Alien invasion = Powerlessness
That is probably what I fear more than anything else, not having power over my own life. I don't think it's technically possible, so the fear would seem rather unfounded, but that's pretty much an Armageddon scenario for me, not being able to make my own choices. Where that point lies is beyond a vast gray area, but should I ever hit it, I think it's probably game over at that point. Not likely by my own hand, 'cause I'm a tenacious fighter even when the odds are stacked way the hell against me, but that just has to be the end because I can't imagine living without at least mental freedom.
I think the alien invasion dreams come to me when I'm feeling powerless in some way.
Power. It's a good word. I hate that I love it so much, but to be embarrassingly blatantly honest, I do love power. I find it more intoxicating than anything, save a deep, true bond in love. Sometimes I have to ask myself if I'm trying to sneak up on power, moving to acquire it while trying to convince myself that I don't want it. It's the worst temptation though, absolutely the worst.

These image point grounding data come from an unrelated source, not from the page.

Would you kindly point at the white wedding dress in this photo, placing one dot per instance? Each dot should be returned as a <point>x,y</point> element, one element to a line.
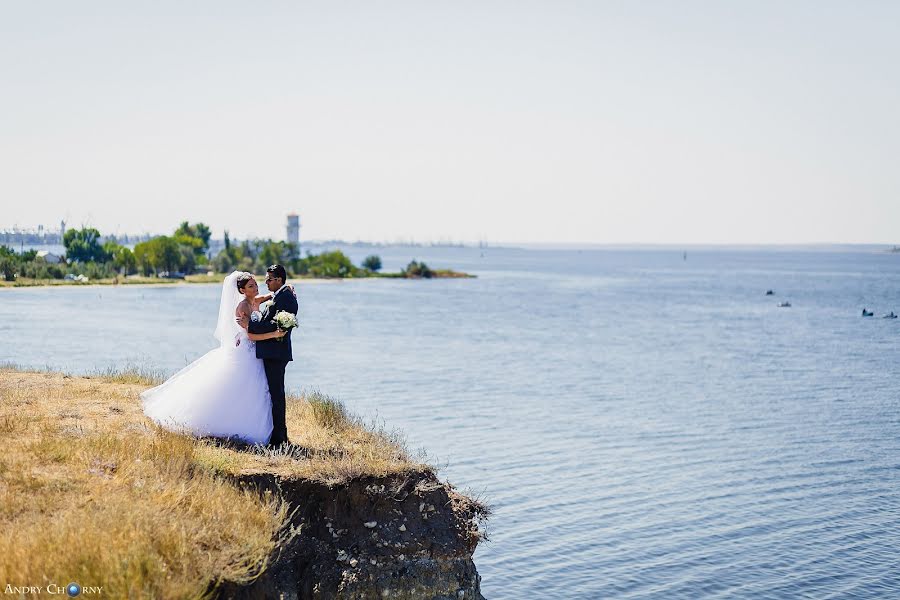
<point>224,393</point>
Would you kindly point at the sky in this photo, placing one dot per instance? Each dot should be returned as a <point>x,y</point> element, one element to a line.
<point>740,122</point>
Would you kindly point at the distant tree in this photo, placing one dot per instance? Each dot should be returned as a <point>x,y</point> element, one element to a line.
<point>327,264</point>
<point>83,245</point>
<point>418,269</point>
<point>124,260</point>
<point>372,262</point>
<point>161,253</point>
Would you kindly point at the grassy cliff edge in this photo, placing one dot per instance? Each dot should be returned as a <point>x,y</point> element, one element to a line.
<point>92,491</point>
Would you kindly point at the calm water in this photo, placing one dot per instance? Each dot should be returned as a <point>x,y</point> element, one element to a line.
<point>644,426</point>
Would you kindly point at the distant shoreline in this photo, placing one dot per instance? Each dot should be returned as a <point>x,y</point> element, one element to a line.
<point>206,280</point>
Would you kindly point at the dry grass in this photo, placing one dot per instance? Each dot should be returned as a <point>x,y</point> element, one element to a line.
<point>92,491</point>
<point>331,446</point>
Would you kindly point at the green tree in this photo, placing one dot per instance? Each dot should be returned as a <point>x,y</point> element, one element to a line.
<point>418,269</point>
<point>124,260</point>
<point>161,253</point>
<point>83,245</point>
<point>372,262</point>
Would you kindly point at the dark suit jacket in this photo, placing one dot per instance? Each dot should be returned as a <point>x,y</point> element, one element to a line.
<point>274,349</point>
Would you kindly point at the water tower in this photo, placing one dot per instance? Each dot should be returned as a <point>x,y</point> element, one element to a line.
<point>293,229</point>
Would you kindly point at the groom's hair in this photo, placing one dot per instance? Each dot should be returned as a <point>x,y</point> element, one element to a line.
<point>278,271</point>
<point>243,280</point>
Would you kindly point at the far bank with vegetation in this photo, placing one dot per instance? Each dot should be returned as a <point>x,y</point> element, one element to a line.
<point>184,256</point>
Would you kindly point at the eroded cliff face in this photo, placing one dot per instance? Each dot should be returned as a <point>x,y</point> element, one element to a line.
<point>407,537</point>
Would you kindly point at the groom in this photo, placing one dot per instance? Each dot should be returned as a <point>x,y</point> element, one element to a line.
<point>275,353</point>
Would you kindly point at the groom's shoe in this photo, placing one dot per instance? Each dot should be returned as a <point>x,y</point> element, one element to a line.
<point>276,445</point>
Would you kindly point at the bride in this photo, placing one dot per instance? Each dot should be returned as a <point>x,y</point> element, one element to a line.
<point>224,393</point>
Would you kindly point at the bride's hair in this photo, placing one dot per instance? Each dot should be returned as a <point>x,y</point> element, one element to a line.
<point>243,280</point>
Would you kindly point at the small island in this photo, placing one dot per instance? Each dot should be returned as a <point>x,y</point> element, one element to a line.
<point>185,257</point>
<point>97,493</point>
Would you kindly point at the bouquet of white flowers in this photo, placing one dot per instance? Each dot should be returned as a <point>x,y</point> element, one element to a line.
<point>284,321</point>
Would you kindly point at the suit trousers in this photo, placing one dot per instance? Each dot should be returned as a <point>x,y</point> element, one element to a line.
<point>275,375</point>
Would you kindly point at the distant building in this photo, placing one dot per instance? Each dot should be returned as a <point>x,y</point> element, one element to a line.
<point>293,229</point>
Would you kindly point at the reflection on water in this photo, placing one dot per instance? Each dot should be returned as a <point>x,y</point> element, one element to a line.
<point>644,426</point>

It's probably my loathing and fear of being manipulated that helps keep me from trying to do the same to others, so in that much, I'm thankful to have that fear removing the temptation -- that whole "Do unto others..." thing.
A warning to any who would try to play me though: Don't bother. My brain works that way too, I just have enough restraint to keep it in check, but I can smell you coming from a world away and I'll know exactly what you're up to.
Ok, so another benefit of that fear is self protection.
All interesting thoughts, but I either need to get back to work now or let myself indulge in a little fantasy of being High Empress of The Universe. heh-heh.